Lessons From These Early Church Fathers
Their lives pose essential questions for us today. In an age when many Christians equate faithfulness with influence and marry the pursuit of power with the advance of the gospel, Basil and Gregory remind us that Christ’s Kingdom comes not through coercion or legislation but through cruciform love. The true test of Christian power is not how much we can control but how deeply we can serve.
That truth invites an uncomfortable question for Christians in America today, especially those who claim a commitment to biblical values. Given Basil and Gregory’s world-changing witness through their care for the poor and the sick, what kind of witness arises from much of the modern church’s response to refugees—men, women, and children fleeing war, violence, and persecution, often seeking nothing more than safety and dignity? Some believers have responded with compassion and hospitality. Many others, with suspicion or scorn.

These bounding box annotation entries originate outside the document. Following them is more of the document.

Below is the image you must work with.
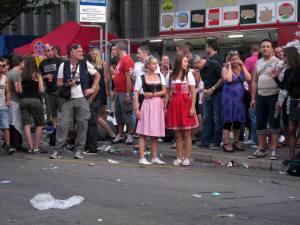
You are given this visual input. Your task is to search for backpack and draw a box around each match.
[287,152,300,176]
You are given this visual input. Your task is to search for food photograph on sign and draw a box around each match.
[240,4,257,24]
[257,2,276,23]
[277,1,296,22]
[206,8,222,27]
[223,6,240,26]
[175,11,190,30]
[191,9,205,28]
[160,13,174,31]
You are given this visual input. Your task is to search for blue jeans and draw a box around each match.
[249,109,258,144]
[201,91,222,146]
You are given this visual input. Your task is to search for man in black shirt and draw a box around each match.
[194,55,222,150]
[39,44,62,128]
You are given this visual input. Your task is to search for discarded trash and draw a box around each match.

We’ve even seen this in our own nation, where ICE raids and deportations have not only torn families apart but often seemed designed to humiliate and intimidate. What is defended as “law enforcement” too often drifts into cruelty. And while some Christians cheer, others remain silent, unwilling to name what is plainly un-Christlike. But a faithful few have dared to say what Basil and Gregory surely would—that such harshness cannot be reconciled with the gospel of mercy.
Some might object, “But what about the legality of immigration? Shouldn’t we respect laws and national sovereignty?” That is a fair question, and one Scripture itself acknowledges in calling us to honor governing authorities. Yet the apostle John cuts through the fog of such debates with piercing clarity: “If anyone has material possessions and sees a brother or sister in need but has no pity on them, how can the love of God be in that person?” And for those who say, “That’s not the government’s job,” would they also say that other biblical values, such as protecting the unborn, are likewise beyond the government’s concern?
In John’s theology, pity means action: tangible, costly love. To know God is to love the stranger. To be shaped by the gospel is to give, not grudgingly or fearfully, but with the same generosity that moved Basil and Gregory to turn privilege into mercy.
Their example exposes a hard truth: the early church transformed the world through sacrifice, while much of the modern church seeks to preserve it through control. What we call “influence” today would have looked to Basil and Gregory like a failure of faith.
What if
If Basil, Gregory, and Macrina of the early church clicked on our social media feeds, what might they say? Would they see the Jesus they followed reflected in how we think and speak about immigration, compassion, and justice? Or would they hear the echoes of Julian the Apostate, anxious about losing influence, suspicious of outsiders, and unmoved by the harm inflicted by those in power?
Would they find a church that takes Jesus seriously, known by its compassion and servant-like nature? Or would they find a church enamored with power that fights for cultural wins?
Would they find co-laborers in the pews, or be dismissed as “woke idealists?”
The revolution of the early church turned the world upside down through the scandal of cross-shaped love made visible in action. That revolution isn’t over. The question is whether we’re still part of it—or whether our allegiance has quietly shifted to something less.